Targeting King Abdullah, who is revered by most Saudis, is not likely to endear the population to al-Qaida’s cause. Indeed, any sympathies Saudis felt for the objectives of the extremists in 2003 were quickly dashed when Muslims and civilians became casualties. The beheading of Johnson and Iraq cell leader Abu Musab Al-Zarqawi’s bloody campaign at the height of the Iraqi war further alienated Saudis.
The Saudi government’s position since al-Qaida began its domestic operations is that members of the terrorist organizations deviated from the path of Islam. In fact, the government identifies al-Qaida members as “deviants” as official policy.
The latest incarnation of  the Saudi al-Qaida has engaged in a web chat with the Al-Sakinah Campaign, or Tranquility Campaign, a counter-radicalization organization developed by the Ministry of Islamic Affairs. The group consists of Islamic scholars who engage in online theological debates with extremists. Scholars attempt to steer potential terrorist recruits away from extremism with proper interpretation of Sharia and the teachings and sayings of the Prophet Muhammad.
One Islamic cleric told The Media Line that few of those he has spoken with online have a grasp of the Koran or Sharia (Islamic law).

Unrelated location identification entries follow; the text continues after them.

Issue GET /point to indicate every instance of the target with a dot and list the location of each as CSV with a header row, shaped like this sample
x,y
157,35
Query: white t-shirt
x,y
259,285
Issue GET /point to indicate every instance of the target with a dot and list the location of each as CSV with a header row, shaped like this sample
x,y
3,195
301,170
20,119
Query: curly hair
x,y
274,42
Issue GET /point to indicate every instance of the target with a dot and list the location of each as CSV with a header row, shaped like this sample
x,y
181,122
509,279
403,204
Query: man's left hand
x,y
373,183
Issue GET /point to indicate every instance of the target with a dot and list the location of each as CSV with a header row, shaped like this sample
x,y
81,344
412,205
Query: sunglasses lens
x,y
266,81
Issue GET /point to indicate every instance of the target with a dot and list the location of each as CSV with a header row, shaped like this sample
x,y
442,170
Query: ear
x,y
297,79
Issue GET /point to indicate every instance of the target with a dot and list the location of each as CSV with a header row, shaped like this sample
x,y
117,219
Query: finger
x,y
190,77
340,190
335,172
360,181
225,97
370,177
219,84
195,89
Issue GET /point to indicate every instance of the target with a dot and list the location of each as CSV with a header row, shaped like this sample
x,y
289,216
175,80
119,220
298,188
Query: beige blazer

“Some men I have talked to are illiterate and rely on others to interpret Sharia for them,” said the cleric who spoke on the condition of anonymity. “These new guys have no idea what they are talking about. And those who do know how to read justify their violence by deliberating misinterpreting the facts.”
The cleric said he believes that non-Saudis are members of the new militant cell. This new breed, he said, rather work to compromise Saudi security and wreak havoc inside the kingdom’s borders than fight in Syria or engage in attacks in Western countries. He said they are Yemenis who work with al-Qaida leader Ayman Al-Zawahiri to radicalize Saudis, using online social networking.
Middle East analyst Ahrari disagrees. “I don’t believe the Saudi propaganda that foreigners are involved in providing intellectual fuel to the new breed of Saudi al-Qaida. Ayman Al-Zawahiri is too busy hiding his hide from getting targeted by the US drones in the Pakistan-Afghan border area to be directing anything.”